En este artículo no voy a entrar a analizar la totalidad de la ley de la memoria histórica de 26 de diciembre de 2007, aprobada durante la legislatura de Zapatero, ni su aplicación posterior, ni tampoco sus numerosos usos como arma arrojadiza partidista. Mi intención es intentar argumentar que muchos de los problemas políticos que hoy genera provienen de que se ha rehuido el término ‘totalitarismo’, de uso común en la historiografía y la filosofía política no marxista. Recordemos que actualmente las principales objeciones a la hora de aplicar esta legislación provienen de una acusación de parcialidad.

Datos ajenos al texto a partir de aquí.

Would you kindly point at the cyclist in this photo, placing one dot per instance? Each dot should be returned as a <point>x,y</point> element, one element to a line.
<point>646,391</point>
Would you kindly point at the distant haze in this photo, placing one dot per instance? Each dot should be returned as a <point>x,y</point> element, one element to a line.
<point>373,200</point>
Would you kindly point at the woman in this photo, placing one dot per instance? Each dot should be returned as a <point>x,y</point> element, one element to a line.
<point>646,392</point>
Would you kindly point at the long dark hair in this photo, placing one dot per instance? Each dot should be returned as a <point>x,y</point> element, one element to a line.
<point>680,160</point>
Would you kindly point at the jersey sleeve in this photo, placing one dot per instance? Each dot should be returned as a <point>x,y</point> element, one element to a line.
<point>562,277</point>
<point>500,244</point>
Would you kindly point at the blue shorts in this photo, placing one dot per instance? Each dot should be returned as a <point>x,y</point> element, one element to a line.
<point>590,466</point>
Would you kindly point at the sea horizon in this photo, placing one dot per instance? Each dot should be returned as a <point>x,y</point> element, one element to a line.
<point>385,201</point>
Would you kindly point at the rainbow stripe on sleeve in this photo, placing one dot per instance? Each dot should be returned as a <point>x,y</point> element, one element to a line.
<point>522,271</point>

Algunos partidos dicen: «Si borramos los símbolos del franquismo, ¿por qué no debemos erradicar igualmente los del comunismo?». Esta impugnación no es de ninguna manera absurda o gratuita, pero tiene poco que ver con la literalidad de la ley, que en su artículo 15 dice: «Las administraciones públicas, en el ejercicio de sus competencias, tomarán las medidas oportunas para la retirada de escudos, insignias, placas y otros objetos o menciones conmemorativas de exaltación, personal o colectiva, de la sublevación militar, de la Guerra Civil y de la represión de la Dictadura». Cuando el PP y compañía hacen esta enmienda a la totalidad ejercitan, pues, para variar, el viejo arte de la demagogia. Repito, sin embargo, que la objeción de fondo tiene sentido, al menos cuando la planteamos en términos abstractos.

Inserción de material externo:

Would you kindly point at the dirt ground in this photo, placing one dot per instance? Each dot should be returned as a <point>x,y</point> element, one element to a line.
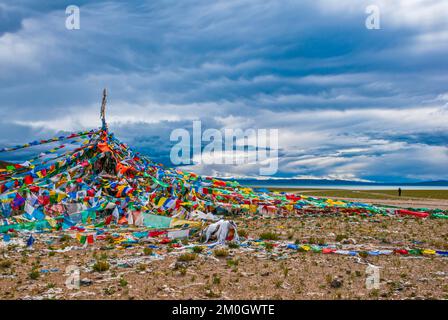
<point>252,272</point>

Una de las formas más triviales, estériles y poco rigurosas de plantear la cuestión se basa en contraponer la maldad de Hitler con la de Stalin, junto con la de sus respectivos regímenes. Los muertos del uno y los del otro, el ‘lager’ y el ‘gulag’… Es un siniestro entretenimiento que no lleva a ninguna parte. En realidad, las afinidades estructurales entre un régimen y otro superan con creces las diferencias, aunque el barniz exterior pueda sugerir lo contrario. Incluso a nivel de personalidad, la de Hitler y la de Stalin contienen inquietantes elementos comunes, como lo mostró el historiador Alan Bullock en una obra excepcional: ‘Hitler y Stalin, vidas paralelas’ (aviso de que son dos volúmenes que suman 1.158 páginas documentadísima). ¿Por qué el término ‘totalitarismo’ permitiría aclarar el debate? Porque contiene la clave de bóveda de la mayoría de conflictos del siglo XX: la de la naturaleza y alcance del Estado.

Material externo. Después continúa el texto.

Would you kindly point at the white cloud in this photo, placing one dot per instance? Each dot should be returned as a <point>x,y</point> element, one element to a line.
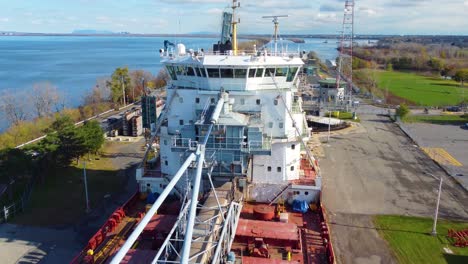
<point>214,11</point>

El 28 de octubre de 1925 Benito Mussolini hizo un discurso en el que definió el totalitarismo fascista justamente en relación a la democracia liberal moderna que acabaría triunfando. La cosa tenía que ver con el papel y, sobre todo, el alcance del Estado en relación a la sociedad civil y a la iniciativa privada, y no sólo en un sentido económico. La fórmula exacta de Mussolini fue: «Tutto nello Stato, niente al di fuori dello Stato, nulla contro lo Stato» («Todo dentro del Estado, nada fuera del Estado, nada contra el Estado»). El término italiano ‘totalitarismo’ proviene del «tutto» de esta fórmula, que Mussolini empleaba desde 1922; la palabra en cuestión la acuñó Giovanni Amendola. La expresión hizo fortuna porque resumía las expectativas de muchos europeos desmoralizados y arruinados tras la Primera Guerra Mundial. ¿Cómo salir de aquel pedregal sin precedentes? Con un estado fuerte que corrigiera, si era necesario con severidad, las debilidades de la condición humana. Porque resulta que el totalitarismo era, quizás antes que cualquier otra cosa, una hipótesis antropológica. Tanto el fascismo como el comunismo hacían referencia al «hombre nuevo» que surgiría de sus respectivos regímenes. El resto era percibido como un puro detritus del siglo XIX: la decadencia del liberalismo que había protagonizado la Revolución Industrial, la de la familia burguesa que había que sustituir por otras estructuras regidas por el Estado, la de las ideas emparentadas con el humanismo.

Hoy quedan pocos regímenes totalitarios, y no por falta de ganas sino por la imposibilidad de implantar un monoteísmo estatista como el que todavía gobierna en Corea del Norte. El populismo y el autoritarismo -o la habitual combinación de ambos- constituyen una amenaza real. El totalitarismo entendido en un sentido canónico, en cambio, sirve más para explicar el pasado que por hacer especulaciones serias sobre el futuro. En cualquier caso, la cuestión de cuál debe ser la naturaleza y, de manera muy especial, el alcance del Estado del siglo XXI, sigue teniendo un sentido. Se puede hablar tranquilamente, sin sobreactuar ni utilizar pinceles demasiado gruesos.